On an Intel Xeon server CPU, the process took 15 milliseconds. Heracles did it in 14 microseconds. While that difference isn’t something a single human would notice, verifying 100 million voter ballots adds up to more than 17 days of CPU work versus a mere 23 minutes on Heracles.
Looking back on the five-year journey to bring the Heracles chip to life, Ro Cammarota, who led the project at Intel until last December and is now at University of California Irvine, says “we have proven and delivered everything that we promised.”
FHE is fundamentally a mathematical transformation, sort of like the Fourier transform. It encrypts data using a quantum-computer-proof algorithm, but, crucially, uses corollaries to the mathematical operations usually used on unencrypted data. These corollaries achieve the same ends on the encrypted data.
One of the main things holding such secure computing back is the explosion in the size of the data once it’s encrypted for FHE, Anupam Golder, a research scientist at Intel’s circuits research lab, told engineers at ISSCC. “Usually, the size of cipher text is the same as the size of plain text, but for FHE it’s orders of magnitude larger,” he said.
While the sheer volume is a big problem, the kinds of computing you need to do with that data is also an issue. FHE is all about very large numbers that must be computed with precision. While a CPU can do that, it’s very slow going—integer addition and multiplication take about 10,000 more clock cycles in FHE. Worse still, CPUs aren’t built to do such computing in parallel. Although GPUs excel at parallel operations, precision is not their strong suit. (In fact, from generation to generation, GPU designers have devoted more and more of the chip’s resources to computing less and less-precise numbers.)
FHE also requires some oddball operations with names like “twiddling” and “automorphism,” and it relies on a compute-intensive noise-cancelling process called bootstrapping. None of these things are efficient on a general-purpose processor. So, while clever algorithms and libraries of software cheats have been developed over the years, the need for a hardware accelerator remains if FHE is going to tackle large-scale problems, says Cammarota.

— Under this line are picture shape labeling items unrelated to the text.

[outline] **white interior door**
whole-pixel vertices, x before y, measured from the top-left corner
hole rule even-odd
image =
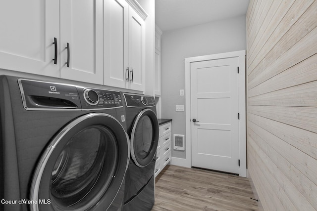
[[[239,173],[238,62],[191,63],[193,167]]]

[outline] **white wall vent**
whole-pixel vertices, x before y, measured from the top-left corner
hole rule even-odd
[[[174,149],[176,150],[185,150],[184,146],[184,135],[174,134]]]

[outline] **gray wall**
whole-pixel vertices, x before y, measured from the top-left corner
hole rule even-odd
[[[175,105],[185,102],[179,96],[179,90],[185,90],[184,59],[245,50],[246,37],[245,15],[163,32],[161,118],[173,119],[173,134],[185,134],[185,112],[175,111]],[[172,156],[186,158],[185,151],[173,150]]]

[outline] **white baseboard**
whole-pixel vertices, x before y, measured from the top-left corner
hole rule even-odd
[[[184,158],[176,158],[175,157],[172,157],[172,161],[171,162],[171,164],[172,165],[187,167],[186,159]]]

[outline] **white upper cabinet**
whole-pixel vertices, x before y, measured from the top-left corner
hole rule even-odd
[[[0,1],[0,69],[144,91],[143,14],[135,0]]]
[[[105,84],[125,88],[128,85],[128,23],[125,0],[105,1]]]
[[[103,84],[103,0],[60,2],[60,77]]]
[[[160,95],[160,36],[161,30],[155,26],[155,95]]]
[[[103,84],[102,0],[1,1],[0,20],[0,68]]]
[[[0,68],[59,77],[59,11],[56,0],[0,1]]]
[[[144,89],[145,61],[144,21],[132,8],[129,10],[130,88]]]
[[[105,84],[144,90],[145,24],[124,0],[105,3]]]

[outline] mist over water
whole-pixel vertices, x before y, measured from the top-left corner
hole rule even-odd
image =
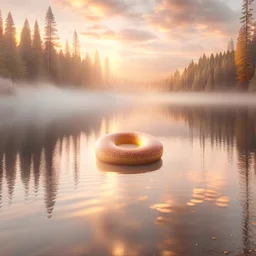
[[[40,85],[0,96],[2,254],[256,250],[255,113],[245,94]],[[162,161],[99,163],[96,140],[127,130],[161,141]]]
[[[17,87],[13,94],[0,95],[0,125],[47,124],[76,115],[92,119],[130,105],[131,98],[107,92],[50,85]]]

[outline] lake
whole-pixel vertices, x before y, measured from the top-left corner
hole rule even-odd
[[[0,100],[1,255],[256,255],[255,98],[140,97]],[[162,161],[98,162],[122,131],[154,135]]]

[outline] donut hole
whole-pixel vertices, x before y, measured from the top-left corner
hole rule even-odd
[[[139,138],[132,135],[118,137],[115,140],[115,144],[122,148],[138,148],[141,146]]]

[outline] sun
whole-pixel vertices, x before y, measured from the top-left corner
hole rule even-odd
[[[83,6],[83,0],[73,0],[72,1],[72,5],[74,6],[74,7],[82,7]]]

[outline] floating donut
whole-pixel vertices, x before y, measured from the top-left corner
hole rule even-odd
[[[138,148],[121,148],[121,144],[135,144]],[[154,163],[163,155],[163,145],[153,136],[140,132],[113,133],[96,142],[96,157],[108,164],[141,165]]]

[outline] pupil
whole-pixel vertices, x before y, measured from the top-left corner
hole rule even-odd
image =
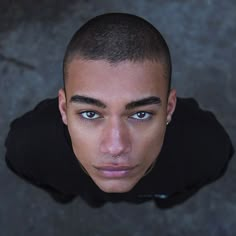
[[[138,117],[139,117],[139,118],[143,118],[144,116],[145,116],[145,112],[139,112],[139,113],[138,113]]]
[[[87,112],[87,116],[89,118],[93,118],[94,117],[94,112],[92,112],[92,111]]]

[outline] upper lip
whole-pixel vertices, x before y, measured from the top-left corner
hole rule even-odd
[[[105,171],[125,171],[134,169],[133,166],[115,166],[115,165],[105,165],[105,166],[95,166],[97,170]]]

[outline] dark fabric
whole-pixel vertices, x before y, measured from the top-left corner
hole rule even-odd
[[[57,98],[47,99],[11,123],[6,162],[14,173],[67,203],[81,196],[91,206],[107,201],[155,200],[171,207],[221,177],[234,149],[224,128],[194,99],[177,99],[153,170],[128,193],[104,193],[81,169],[71,146]]]

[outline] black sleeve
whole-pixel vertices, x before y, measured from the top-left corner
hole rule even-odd
[[[37,160],[35,158],[38,154],[37,149],[40,143],[40,137],[38,140],[36,137],[38,127],[37,129],[35,127],[35,117],[37,115],[40,116],[40,112],[50,102],[55,102],[55,100],[47,99],[42,101],[34,110],[27,112],[11,123],[10,131],[5,140],[5,161],[8,168],[27,183],[45,190],[57,202],[67,203],[73,200],[75,195],[62,193],[52,185],[45,183],[41,178],[43,171],[42,166],[38,163],[39,158]],[[34,118],[32,119],[32,117]]]

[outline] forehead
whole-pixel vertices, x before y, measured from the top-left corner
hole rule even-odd
[[[74,59],[67,66],[66,91],[106,99],[126,96],[160,96],[167,93],[168,81],[161,63]]]

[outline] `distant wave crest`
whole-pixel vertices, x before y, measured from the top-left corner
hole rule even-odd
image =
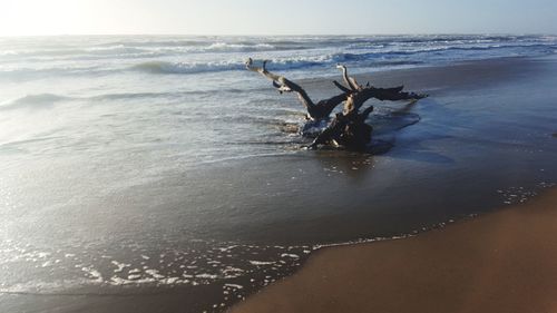
[[[27,95],[21,98],[8,100],[0,104],[0,110],[17,109],[17,108],[39,108],[50,106],[53,102],[70,99],[69,97],[53,94]]]

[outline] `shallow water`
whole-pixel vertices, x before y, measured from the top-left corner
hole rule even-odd
[[[0,307],[179,290],[192,312],[221,310],[315,245],[412,234],[556,183],[556,63],[498,59],[551,55],[555,38],[267,41],[0,40]],[[334,95],[338,61],[431,97],[373,102],[383,154],[309,151],[300,104],[241,70],[247,55],[315,98]]]

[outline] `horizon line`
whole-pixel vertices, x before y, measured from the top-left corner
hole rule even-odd
[[[173,33],[173,32],[137,32],[137,33],[38,33],[38,35],[0,35],[0,38],[14,37],[78,37],[78,36],[184,36],[184,37],[367,37],[367,36],[557,36],[549,32],[380,32],[380,33]]]

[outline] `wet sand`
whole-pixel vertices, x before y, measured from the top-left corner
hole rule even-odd
[[[231,312],[557,312],[557,189],[414,237],[324,248]]]

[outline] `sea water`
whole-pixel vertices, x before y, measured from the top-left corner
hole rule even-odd
[[[192,307],[216,310],[315,246],[412,234],[488,196],[526,199],[555,183],[544,137],[555,116],[540,96],[527,110],[510,87],[502,99],[461,90],[414,109],[385,104],[371,121],[399,148],[315,153],[295,130],[295,97],[244,61],[271,60],[319,99],[336,92],[339,62],[359,75],[556,51],[553,36],[0,38],[0,293],[184,287],[195,303],[209,286]],[[482,173],[497,183],[473,183]]]

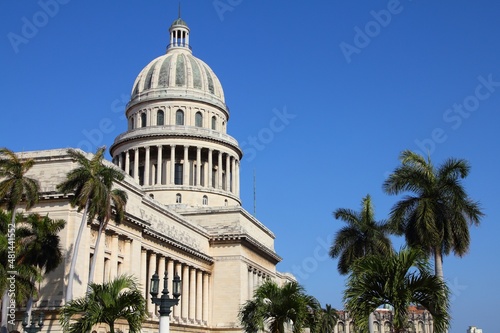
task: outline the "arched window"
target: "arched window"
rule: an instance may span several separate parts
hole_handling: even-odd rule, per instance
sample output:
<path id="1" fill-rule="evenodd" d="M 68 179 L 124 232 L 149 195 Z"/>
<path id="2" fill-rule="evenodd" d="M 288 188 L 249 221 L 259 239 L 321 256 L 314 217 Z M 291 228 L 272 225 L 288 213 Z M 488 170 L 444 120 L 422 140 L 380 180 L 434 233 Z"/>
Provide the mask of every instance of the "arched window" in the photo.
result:
<path id="1" fill-rule="evenodd" d="M 156 113 L 156 125 L 157 126 L 165 125 L 165 114 L 163 113 L 162 110 L 159 110 L 158 113 Z"/>
<path id="2" fill-rule="evenodd" d="M 184 111 L 179 109 L 175 112 L 175 124 L 184 125 Z"/>
<path id="3" fill-rule="evenodd" d="M 196 114 L 194 115 L 194 125 L 196 127 L 203 126 L 203 116 L 201 115 L 201 112 L 196 112 Z"/>

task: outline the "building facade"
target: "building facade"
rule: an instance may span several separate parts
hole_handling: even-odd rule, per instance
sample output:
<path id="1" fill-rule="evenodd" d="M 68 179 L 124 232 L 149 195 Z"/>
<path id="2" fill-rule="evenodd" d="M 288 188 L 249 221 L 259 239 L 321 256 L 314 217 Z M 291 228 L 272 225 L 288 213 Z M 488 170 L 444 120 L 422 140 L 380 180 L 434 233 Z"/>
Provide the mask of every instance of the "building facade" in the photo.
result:
<path id="1" fill-rule="evenodd" d="M 243 154 L 227 134 L 229 109 L 219 79 L 193 56 L 190 30 L 181 18 L 169 33 L 166 53 L 137 76 L 125 110 L 128 128 L 110 147 L 112 163 L 105 161 L 125 174 L 116 187 L 128 195 L 126 220 L 109 224 L 97 253 L 97 224 L 86 227 L 73 294 L 84 295 L 91 258 L 97 256 L 94 282 L 135 276 L 150 314 L 143 332 L 157 332 L 158 307 L 150 300 L 149 281 L 155 272 L 160 277 L 178 274 L 182 294 L 170 316 L 171 331 L 241 332 L 238 311 L 254 289 L 265 279 L 282 283 L 294 278 L 276 270 L 281 258 L 274 234 L 241 206 Z M 64 264 L 46 277 L 34 306 L 35 315 L 45 313 L 42 332 L 60 332 L 58 310 L 64 305 L 82 215 L 57 184 L 76 165 L 66 149 L 23 157 L 35 160 L 28 176 L 41 187 L 31 211 L 67 221 L 60 235 Z M 128 332 L 126 323 L 116 328 Z M 96 327 L 98 333 L 107 329 Z"/>
<path id="2" fill-rule="evenodd" d="M 393 312 L 390 307 L 378 308 L 373 316 L 373 333 L 392 333 Z M 347 311 L 339 311 L 339 320 L 332 333 L 356 333 L 354 322 Z M 408 313 L 408 333 L 433 333 L 433 321 L 429 311 L 410 306 Z"/>

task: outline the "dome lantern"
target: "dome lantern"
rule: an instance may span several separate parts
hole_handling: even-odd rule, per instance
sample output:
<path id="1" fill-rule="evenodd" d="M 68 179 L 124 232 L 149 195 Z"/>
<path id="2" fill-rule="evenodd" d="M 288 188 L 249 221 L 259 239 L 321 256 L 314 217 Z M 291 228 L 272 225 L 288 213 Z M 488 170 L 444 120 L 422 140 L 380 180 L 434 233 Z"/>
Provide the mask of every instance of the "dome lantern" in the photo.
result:
<path id="1" fill-rule="evenodd" d="M 181 13 L 179 9 L 179 17 L 172 22 L 170 28 L 170 44 L 167 46 L 167 53 L 174 49 L 186 49 L 191 52 L 191 46 L 189 46 L 189 27 L 186 22 L 181 19 Z"/>

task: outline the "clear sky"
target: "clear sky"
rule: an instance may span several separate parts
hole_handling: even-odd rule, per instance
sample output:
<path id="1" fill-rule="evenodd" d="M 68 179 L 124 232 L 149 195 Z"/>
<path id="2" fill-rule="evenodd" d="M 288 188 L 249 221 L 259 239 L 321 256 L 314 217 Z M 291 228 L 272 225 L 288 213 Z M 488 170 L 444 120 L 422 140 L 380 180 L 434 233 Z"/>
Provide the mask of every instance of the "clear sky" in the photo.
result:
<path id="1" fill-rule="evenodd" d="M 178 1 L 0 3 L 2 130 L 15 151 L 95 151 L 126 130 L 140 70 L 165 52 Z M 228 132 L 243 147 L 243 206 L 276 235 L 282 272 L 342 308 L 327 256 L 332 212 L 371 194 L 404 149 L 472 166 L 464 185 L 486 217 L 463 258 L 444 260 L 452 328 L 498 331 L 500 3 L 183 0 L 193 54 L 219 77 Z M 402 240 L 395 239 L 398 248 Z"/>

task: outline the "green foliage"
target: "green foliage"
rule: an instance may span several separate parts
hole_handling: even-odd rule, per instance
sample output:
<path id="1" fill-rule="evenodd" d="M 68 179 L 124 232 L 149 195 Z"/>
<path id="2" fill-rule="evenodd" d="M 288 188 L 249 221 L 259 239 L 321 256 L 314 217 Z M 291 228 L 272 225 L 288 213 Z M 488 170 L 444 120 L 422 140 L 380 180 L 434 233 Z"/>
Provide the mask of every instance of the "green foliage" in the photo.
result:
<path id="1" fill-rule="evenodd" d="M 370 255 L 352 265 L 344 291 L 346 308 L 356 327 L 368 328 L 368 317 L 377 307 L 394 308 L 393 328 L 403 332 L 408 323 L 410 305 L 426 308 L 433 317 L 434 332 L 446 332 L 449 319 L 450 291 L 446 283 L 430 271 L 424 252 L 403 248 L 386 256 Z"/>
<path id="2" fill-rule="evenodd" d="M 264 329 L 284 333 L 287 325 L 292 326 L 294 333 L 300 333 L 305 327 L 315 330 L 315 313 L 320 309 L 319 302 L 297 282 L 278 286 L 267 280 L 255 290 L 253 299 L 242 306 L 239 319 L 247 333 Z"/>
<path id="3" fill-rule="evenodd" d="M 21 251 L 20 264 L 32 265 L 48 273 L 62 261 L 59 232 L 66 221 L 53 220 L 48 215 L 33 213 L 23 218 L 17 228 L 17 237 Z"/>
<path id="4" fill-rule="evenodd" d="M 66 332 L 90 332 L 99 323 L 115 333 L 116 320 L 125 319 L 131 333 L 139 333 L 147 318 L 146 300 L 136 281 L 127 275 L 104 283 L 92 283 L 87 295 L 67 303 L 61 310 L 60 322 Z"/>
<path id="5" fill-rule="evenodd" d="M 8 260 L 9 239 L 7 238 L 7 230 L 10 220 L 11 213 L 6 213 L 0 209 L 0 294 L 3 295 L 6 290 L 9 290 L 10 280 L 8 278 L 11 277 L 11 274 L 8 272 L 16 272 L 15 300 L 17 304 L 23 304 L 31 295 L 36 294 L 34 282 L 41 281 L 42 276 L 40 270 L 35 265 L 17 260 L 19 256 L 28 254 L 26 249 L 21 245 L 21 236 L 17 228 L 14 244 L 15 259 L 12 261 Z M 16 225 L 19 225 L 23 220 L 23 215 L 17 214 L 15 220 Z M 11 266 L 11 263 L 13 263 L 13 266 Z"/>
<path id="6" fill-rule="evenodd" d="M 125 215 L 127 193 L 120 189 L 112 189 L 113 183 L 122 181 L 125 176 L 121 170 L 106 166 L 103 163 L 105 151 L 106 147 L 101 147 L 91 159 L 88 159 L 85 154 L 69 149 L 67 153 L 76 162 L 77 167 L 69 171 L 66 179 L 57 186 L 57 189 L 62 193 L 73 193 L 70 203 L 78 207 L 78 211 L 84 211 L 71 260 L 66 301 L 73 298 L 73 280 L 85 218 L 87 218 L 88 223 L 92 223 L 97 218 L 100 236 L 113 216 L 113 207 L 116 210 L 114 218 L 117 223 L 120 223 Z M 98 237 L 98 240 L 100 240 L 100 237 Z M 99 243 L 97 242 L 96 251 L 98 246 Z M 95 260 L 96 256 L 94 256 L 91 265 L 90 282 L 93 279 Z"/>
<path id="7" fill-rule="evenodd" d="M 390 228 L 385 221 L 375 221 L 369 195 L 363 198 L 360 212 L 339 208 L 334 216 L 347 223 L 335 235 L 329 252 L 332 258 L 339 258 L 337 268 L 340 274 L 347 274 L 354 261 L 365 255 L 392 252 L 388 236 Z"/>
<path id="8" fill-rule="evenodd" d="M 0 203 L 5 203 L 9 211 L 24 201 L 26 209 L 38 202 L 39 184 L 35 179 L 26 177 L 33 167 L 33 159 L 20 160 L 17 155 L 7 149 L 0 148 Z"/>
<path id="9" fill-rule="evenodd" d="M 469 250 L 469 225 L 479 225 L 483 216 L 479 204 L 472 201 L 461 180 L 470 166 L 461 159 L 447 159 L 435 168 L 427 160 L 409 150 L 400 156 L 401 165 L 384 182 L 388 194 L 405 195 L 391 210 L 391 224 L 404 235 L 411 247 L 441 255 L 451 252 L 463 256 Z M 436 274 L 442 277 L 442 272 Z"/>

Heracles was initiated under a DARPA program five years ago to accelerate FHE using purpose-built hardware. It was developed as “a whole system-level effort that went all the way from theory and algorithms down to the circuit design,” says Cammarota.
Among the first problems was how to compute with numbers that were larger than even the 64-bit words that are today a CPU’s most precise. There are ways to break up these gigantic numbers into chunks of bits that can be calculated independently of each other, providing a degree of parallelism. Early on, the Intel team made a big bet that they would be able to make this work in smaller, 32-bit chunks, yet still maintain the needed precision. This decision gave the Heracles architecture some speed and parallelism, because the 32-bit arithmetic circuits are considerably smaller than 64-bit ones, explains Cammarota.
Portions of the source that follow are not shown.